# VARS: Vector-Adapted Retrieval Scoring for Personalized LLM Assistants

> **User Preference Modeling for Conversational LLM Agents: Weak Rewards from Retrieval-Augmented Interaction**
>
> Yuren Hao, Shuhaib Mehri, ChengXiang Zhai, Dilek Hakkani-Tür
>
> University of Illinois at Urbana-Champaign
>
> [[Paper]](paper/paper.pdf)

## Overview

Large language models are increasingly used as conversational collaborators, yet most lack a persistent user model, forcing users to repeatedly restate preferences across sessions. **VARS** (Vector-Adapted Retrieval Scoring) is a pipeline-agnostic, frozen-backbone framework that represents each user with long-term and short-term vectors in a shared preference space and uses these vectors to bias retrieval scoring over structured preference memory.
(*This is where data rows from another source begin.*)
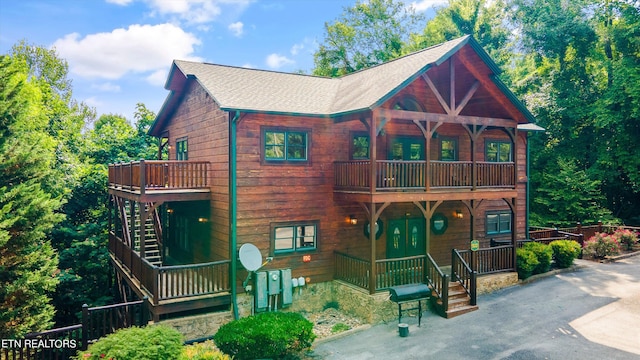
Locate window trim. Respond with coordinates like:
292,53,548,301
260,127,311,165
484,139,514,163
349,131,371,160
269,220,320,256
439,136,460,161
176,136,189,161
485,210,513,235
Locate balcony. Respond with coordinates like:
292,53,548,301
334,160,516,192
109,160,210,201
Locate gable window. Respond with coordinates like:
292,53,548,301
263,130,309,162
351,134,369,160
176,138,189,160
485,141,513,162
271,222,318,254
440,138,458,161
486,211,511,235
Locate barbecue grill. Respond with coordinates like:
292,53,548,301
389,284,431,326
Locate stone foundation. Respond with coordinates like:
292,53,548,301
476,272,518,295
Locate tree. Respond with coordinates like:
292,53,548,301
313,0,422,77
0,56,63,338
404,0,512,65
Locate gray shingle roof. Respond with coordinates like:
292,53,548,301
174,36,469,116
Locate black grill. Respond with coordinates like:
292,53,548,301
389,284,431,326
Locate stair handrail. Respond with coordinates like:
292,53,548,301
451,249,478,305
425,254,449,312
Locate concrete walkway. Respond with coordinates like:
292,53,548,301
312,256,640,360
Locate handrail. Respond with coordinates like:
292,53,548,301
451,249,477,305
425,254,449,312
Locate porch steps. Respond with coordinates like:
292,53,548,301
432,281,478,319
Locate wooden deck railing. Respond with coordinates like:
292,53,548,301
335,251,426,291
109,232,231,305
451,249,478,305
458,245,515,275
109,160,209,193
334,160,515,191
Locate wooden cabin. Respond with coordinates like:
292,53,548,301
109,36,535,316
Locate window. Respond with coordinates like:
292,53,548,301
176,138,189,160
351,135,369,160
485,141,513,162
271,222,318,254
264,130,308,162
486,211,511,235
440,138,458,161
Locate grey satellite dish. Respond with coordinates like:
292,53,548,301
238,243,262,271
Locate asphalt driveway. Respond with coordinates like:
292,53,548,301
313,256,640,360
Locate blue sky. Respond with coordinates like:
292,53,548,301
0,0,446,120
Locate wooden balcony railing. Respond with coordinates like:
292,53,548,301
109,160,209,194
334,160,515,191
109,232,231,305
335,251,426,291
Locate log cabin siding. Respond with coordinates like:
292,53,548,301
160,80,229,263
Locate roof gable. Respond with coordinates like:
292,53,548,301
150,36,533,134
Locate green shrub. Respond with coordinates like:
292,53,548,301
178,340,231,360
611,229,638,250
584,233,620,259
523,241,553,274
213,312,316,360
549,240,582,269
77,325,182,360
516,248,539,279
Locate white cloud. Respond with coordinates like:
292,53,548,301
267,54,295,69
291,44,304,55
147,69,168,86
229,21,244,37
91,82,120,93
146,0,253,24
53,24,200,79
107,0,133,6
409,0,448,12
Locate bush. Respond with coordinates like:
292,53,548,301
213,312,316,360
584,233,620,259
611,229,638,250
549,240,582,269
516,248,539,279
178,340,231,360
523,241,553,274
77,325,182,360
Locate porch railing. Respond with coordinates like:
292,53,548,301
335,251,426,291
334,160,515,191
109,160,210,193
109,232,231,305
458,245,515,275
451,249,478,305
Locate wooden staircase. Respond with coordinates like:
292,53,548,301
431,281,478,319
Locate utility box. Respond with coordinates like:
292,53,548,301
267,270,280,295
253,271,269,311
280,269,293,306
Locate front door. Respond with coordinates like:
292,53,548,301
387,218,425,259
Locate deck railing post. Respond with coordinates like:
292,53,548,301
80,304,89,351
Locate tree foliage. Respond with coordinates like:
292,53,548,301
0,56,62,338
313,0,421,77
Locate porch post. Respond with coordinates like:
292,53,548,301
369,202,378,295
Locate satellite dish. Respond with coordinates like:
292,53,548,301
238,243,262,271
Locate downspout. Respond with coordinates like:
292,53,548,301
229,111,240,320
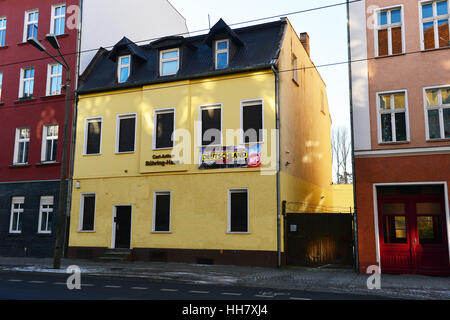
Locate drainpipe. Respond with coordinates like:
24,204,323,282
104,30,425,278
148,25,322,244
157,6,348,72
347,0,359,273
272,66,281,268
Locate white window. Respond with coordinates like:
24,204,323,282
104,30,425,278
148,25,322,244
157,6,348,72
9,197,25,233
13,128,30,164
79,194,95,232
0,72,3,101
216,40,230,69
41,124,58,162
47,63,62,96
0,17,6,47
377,91,409,143
152,191,170,233
420,0,450,50
19,67,34,98
159,49,180,76
117,56,131,83
38,197,53,233
50,4,66,36
425,86,450,140
23,10,39,42
228,189,249,233
375,7,404,57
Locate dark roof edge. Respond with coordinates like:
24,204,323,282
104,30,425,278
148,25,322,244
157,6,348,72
76,63,275,95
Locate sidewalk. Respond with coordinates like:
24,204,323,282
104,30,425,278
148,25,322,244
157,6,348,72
0,257,450,300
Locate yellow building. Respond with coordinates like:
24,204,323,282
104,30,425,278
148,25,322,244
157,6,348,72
69,19,333,266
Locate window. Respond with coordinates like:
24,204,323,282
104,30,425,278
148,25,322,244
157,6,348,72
14,128,30,164
241,100,264,143
377,92,409,143
84,118,102,155
425,87,450,140
116,114,136,153
50,4,66,36
153,109,175,149
153,192,170,232
117,56,131,83
216,40,230,69
9,197,25,233
19,68,34,98
0,17,6,47
292,55,298,84
159,49,180,76
23,10,39,42
200,105,222,146
47,64,62,96
421,0,450,50
41,125,58,162
375,7,404,56
79,194,95,231
228,189,248,233
0,72,3,101
38,197,53,233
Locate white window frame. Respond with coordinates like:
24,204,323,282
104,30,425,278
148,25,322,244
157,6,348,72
19,67,36,98
83,117,103,156
9,197,25,233
46,63,63,96
240,98,266,145
423,84,450,142
117,55,131,83
152,190,172,234
159,48,180,77
419,0,450,51
374,4,406,57
78,193,97,233
38,196,54,234
198,103,223,148
23,9,39,42
115,112,137,154
215,39,230,70
13,127,31,165
0,17,8,48
227,188,250,234
41,124,59,163
50,3,67,36
152,107,176,150
376,89,410,144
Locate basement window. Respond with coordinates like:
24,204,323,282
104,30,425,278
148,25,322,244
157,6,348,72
228,189,248,233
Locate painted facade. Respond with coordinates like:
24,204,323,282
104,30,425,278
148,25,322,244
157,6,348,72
69,20,333,266
350,0,450,274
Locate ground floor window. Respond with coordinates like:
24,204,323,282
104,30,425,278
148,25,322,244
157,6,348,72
228,189,249,233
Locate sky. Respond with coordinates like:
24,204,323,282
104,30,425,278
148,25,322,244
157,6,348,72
169,0,350,128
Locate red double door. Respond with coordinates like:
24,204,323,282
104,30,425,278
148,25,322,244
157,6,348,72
378,194,450,275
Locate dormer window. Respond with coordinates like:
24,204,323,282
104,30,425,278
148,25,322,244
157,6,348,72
159,48,180,76
117,56,131,83
216,40,230,69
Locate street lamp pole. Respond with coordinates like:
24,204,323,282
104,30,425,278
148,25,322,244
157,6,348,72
28,34,71,269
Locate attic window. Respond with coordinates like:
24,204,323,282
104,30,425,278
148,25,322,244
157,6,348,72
216,40,230,69
117,56,131,83
159,49,180,76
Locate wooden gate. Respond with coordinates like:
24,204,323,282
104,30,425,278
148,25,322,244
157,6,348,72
285,213,354,267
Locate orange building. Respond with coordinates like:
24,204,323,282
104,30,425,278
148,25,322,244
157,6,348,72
349,0,450,275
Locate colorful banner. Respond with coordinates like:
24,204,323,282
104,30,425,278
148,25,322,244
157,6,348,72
199,144,261,169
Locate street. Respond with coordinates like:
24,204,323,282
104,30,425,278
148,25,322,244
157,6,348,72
0,272,380,301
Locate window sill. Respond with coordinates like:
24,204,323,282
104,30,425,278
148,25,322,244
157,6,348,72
8,163,31,169
36,161,61,167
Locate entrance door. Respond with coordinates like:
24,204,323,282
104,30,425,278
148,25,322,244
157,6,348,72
114,206,131,249
378,194,450,274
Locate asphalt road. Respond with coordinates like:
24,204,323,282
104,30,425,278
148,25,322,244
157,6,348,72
0,272,380,301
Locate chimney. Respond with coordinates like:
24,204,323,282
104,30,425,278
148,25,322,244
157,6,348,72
300,32,309,56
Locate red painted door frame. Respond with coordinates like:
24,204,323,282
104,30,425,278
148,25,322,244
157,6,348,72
378,194,450,275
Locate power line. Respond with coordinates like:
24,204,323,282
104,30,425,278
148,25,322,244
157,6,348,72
0,0,363,67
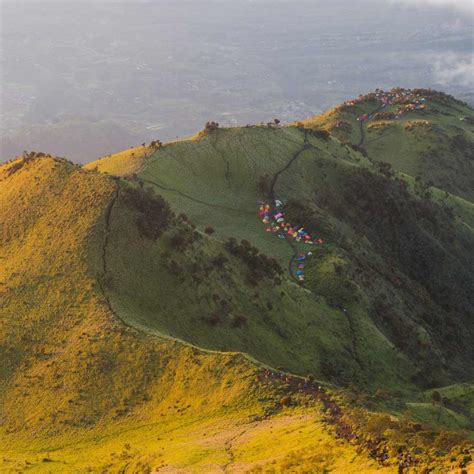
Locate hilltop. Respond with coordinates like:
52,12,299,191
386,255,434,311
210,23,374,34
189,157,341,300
0,90,474,472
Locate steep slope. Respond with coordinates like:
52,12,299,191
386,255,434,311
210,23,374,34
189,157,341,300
0,90,474,472
91,96,474,396
0,157,414,472
303,88,474,202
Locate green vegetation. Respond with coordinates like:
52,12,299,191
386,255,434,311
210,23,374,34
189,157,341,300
0,88,474,472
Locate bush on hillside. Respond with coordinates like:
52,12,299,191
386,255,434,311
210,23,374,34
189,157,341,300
120,187,174,240
311,128,331,140
170,228,195,252
232,314,247,328
224,237,283,286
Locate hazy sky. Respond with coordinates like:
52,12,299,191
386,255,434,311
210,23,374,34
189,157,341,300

The vectors are updated online from weak scalar feedback, enabling personalization without per-user fine-tuning.

### Key Idea

At each turn, the system:
1. **Extracts** structured (condition, action) preferences from dialogue via a lightweight finetuned model
2. **Stores** preferences as memory cards with dense embeddings in a FAISS index
3. **Retrieves** relevant preferences via dense search + cross-encoder reranking, biased by a user-specific vector bonus
4. **Updates** dual user vectors (long-term + short-term) online via REINFORCE from keyword-based reward signals

The effective user vector at turn *t* combines stable cross-session identity with transient within-session context:

```
z_eff = β_L · z_long + β_S · z_short
```

## Results

Evaluated on [MultiSessionCollab](https://github.com/shmehri/MultiSessionCollab) (60 profiles × 60 sessions, 3,600 sessions per method) across math and code tasks:

| Method | Success (%) ↑ | Timeout (%) ↓ | User tokens ↓ |
|--------|:---:|:---:|:---:|
| Vanilla | 54.3 | 29.2 | 232.9 |
| Contextual | 52.4 | 31.4 | 213.7 |
| All-memory | 50.9 | 33.4 | 226.8 |
| Reflection | 54.4 | 28.8 | 207.5 |
| RAG | 52.0 | 44.3 | **188.4** |
| **VARS** | **55.2** | **26.4** | 193.6 |

VARS achieves the strongest overall performance, matches Reflection in task success while significantly reducing timeout rate (-2.4 pp, *p*=0.046) and user effort (-13.9 tokens, *p*=0.021). The learned long-term vectors align with cross-user preference overlap (*p*=0.006), while short-term vectors capture session-specific adaptation.

## Architecture

```
User Query u_t ──► Dense Retrieval ──► Reranker ──► User-Aware Scoring ──► Top-J notes ──► LLM Response
                        │                               s(u,m;U) = s_0 + ⟨z_eff, v_m⟩
                        │                                      ▲
                  Preference                              User Vector
                  Memory (FAISS)                     z_eff = β_L·z_L + β_S·z_S
                        ▲                                      ▲
                        │                              REINFORCE Update
                  Preference Extractor                 from keyword reward r̂_t
                  M_ext (Qwen3-0.6B)
```

### Core Modules

| Module | Description |
|--------|-------------|
| `serving/personalized_llm.py` | Main inference interface (`chat()`, `chat_prepare()`, `chat_complete()`) |
| `models/llm/vllm_chat.py` | vLLM HTTP client for high-throughput batched inference |
| `models/embedding/qwen3_8b.py` | Dense embedding (Qwen3-Embedding-8B) |
| `models/reranker/qwen3_reranker.py` | Cross-encoder reranking (Qwen3-Reranker-8B) |
| `models/preference_extractor/` | Lightweight preference extraction from conversation |
| `retrieval/pipeline.py` | RAG retrieval pipeline with FAISS vector store and PCA item space |
| `user_model/policy/reinforce.py` | REINFORCE policy for dual user-vector optimization |
| `feedback/reward_model.py` | Keyword-based reward heuristic |
| `feedback/handlers.py` | Retrieval-attribution gating and online RL updates |

## Models and Data

### Preference Extractor

A 0.6B-parameter Qwen3 model finetuned for structured preference extraction. Given a dialogue window, it outputs JSON preference tuples `{condition, action, confidence}`.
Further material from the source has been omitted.